A Polícia Civil de São José dos Campos realizou na manhã desta quinta-feira (27) a Operação Ultravale. A ação teve como alvo uma organização criminosa envolvida em lavagem de dinheiro, que utilizava refugiados sírios como laranjas e mantinha vínculos com o Primeiro Comando da Capital (PCC) e o Hezbollah. Dinheiro em espécie, cartões de crédito, celulares e um carro avaliado em mais de 600 mil estão entre os objetos apreendidos.
De acordo com as investigações, o grupo adotada métodos sofisticados para a prática de lavagem de dinheiro por meio da cooptação de refugiados sírios para figurarem como sócios e administradores de empresas de fachada, usadas para movimentar todo o dinheiro arrecadado.
Essas empresas simulavam legalidade e utilizavam dados artificiais para obter empréstimos e créditos no mercado financeiro, encerrando as atividades logo após a liberação dos recursos, gerando prejuízos milionários às instituições financeiras. Em troca, os refugiados recebiam pagamentos mensais, enquanto os verdadeiros operadores permaneciam ocultos.
Além das sucessivas criações de empresas, o esquema criminoso envolvia movimentações bancárias incompatíveis com a renda declarada e contratos fictícios. Relatórios do COAF (Conselho de Controle de Atividades Financeiras) apontaram que o grupo manteve transações financeiras com pessoas jurídicas vinculadas ao PCC, além de movimentações com indivíduos listados pelo OFAC (Office of Foreign Assets Control), órgão do Departamento do Tesouro dos Estados Unidos, como integrantes de células terroristas associadas ao Hezbollah. “Esses vínculos internacionais reforçam a gravidade e o caráter transnacional do esquema criminoso”, destacou os investigadores.
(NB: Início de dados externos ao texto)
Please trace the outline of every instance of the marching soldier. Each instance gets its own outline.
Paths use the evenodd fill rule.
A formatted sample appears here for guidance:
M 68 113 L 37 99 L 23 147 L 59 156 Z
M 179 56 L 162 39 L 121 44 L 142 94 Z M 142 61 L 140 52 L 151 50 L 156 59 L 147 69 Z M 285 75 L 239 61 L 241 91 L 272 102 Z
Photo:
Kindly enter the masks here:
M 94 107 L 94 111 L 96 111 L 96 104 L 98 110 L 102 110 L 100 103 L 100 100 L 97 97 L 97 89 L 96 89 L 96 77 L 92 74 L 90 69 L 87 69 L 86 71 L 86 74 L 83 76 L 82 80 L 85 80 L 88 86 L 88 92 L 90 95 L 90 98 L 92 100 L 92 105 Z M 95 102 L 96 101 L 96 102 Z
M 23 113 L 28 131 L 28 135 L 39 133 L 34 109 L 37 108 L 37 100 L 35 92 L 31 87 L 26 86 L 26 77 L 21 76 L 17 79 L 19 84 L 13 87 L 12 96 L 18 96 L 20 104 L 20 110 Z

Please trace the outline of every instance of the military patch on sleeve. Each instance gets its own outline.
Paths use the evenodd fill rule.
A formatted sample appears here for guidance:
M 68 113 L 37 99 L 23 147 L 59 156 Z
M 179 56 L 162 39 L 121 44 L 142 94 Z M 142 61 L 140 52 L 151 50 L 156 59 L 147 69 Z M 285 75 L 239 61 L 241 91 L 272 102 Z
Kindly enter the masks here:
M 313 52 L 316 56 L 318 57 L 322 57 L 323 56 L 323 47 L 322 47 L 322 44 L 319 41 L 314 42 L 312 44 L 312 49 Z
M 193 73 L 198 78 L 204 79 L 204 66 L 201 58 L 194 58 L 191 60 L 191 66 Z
Durante a operação, foram cumpridos oito mandados de busca e apreensão em imóveis residenciais e comerciais ligados aos investigados em endereços em São Paulo, Capital e em São José dos Campos.
Dentre as apreensões realizadas estão:
-
Um veículo de luxo avaliado em R$ 600 mil;
-
R$ 60 mil em espécie e US$ 20 mil (aproximadamente R$ 100 mil) em moeda estrangeira;
-
Documentos e cartões bancários emitidos em nomes de pessoas de origem árabe;
-
Telefones celulares, tablets e computadores, que passarão por perícia técnica.
Um dos investigados foi preso em flagrante pela posse irregular de arma de fogo e munições. Segundo os agentes, com a operação houve o bloqueio de contas bancárias e o sequestro de bens avaliados em aproximadamente R$ 45 milhões.
De acordo com os investigadores, o nome da operação, Ultravale, faz alusão a uma das empresas de fachada, sediada em São José e que desempenhou papel central no esquema de lavagem de dinheiro.
A ação foi coordenada pelas equipes da 1ª Delegacia de Investigações Gerais (DIG) e da Divisão Especializada de Investigações Criminais (DEIC) de São José dos Campos.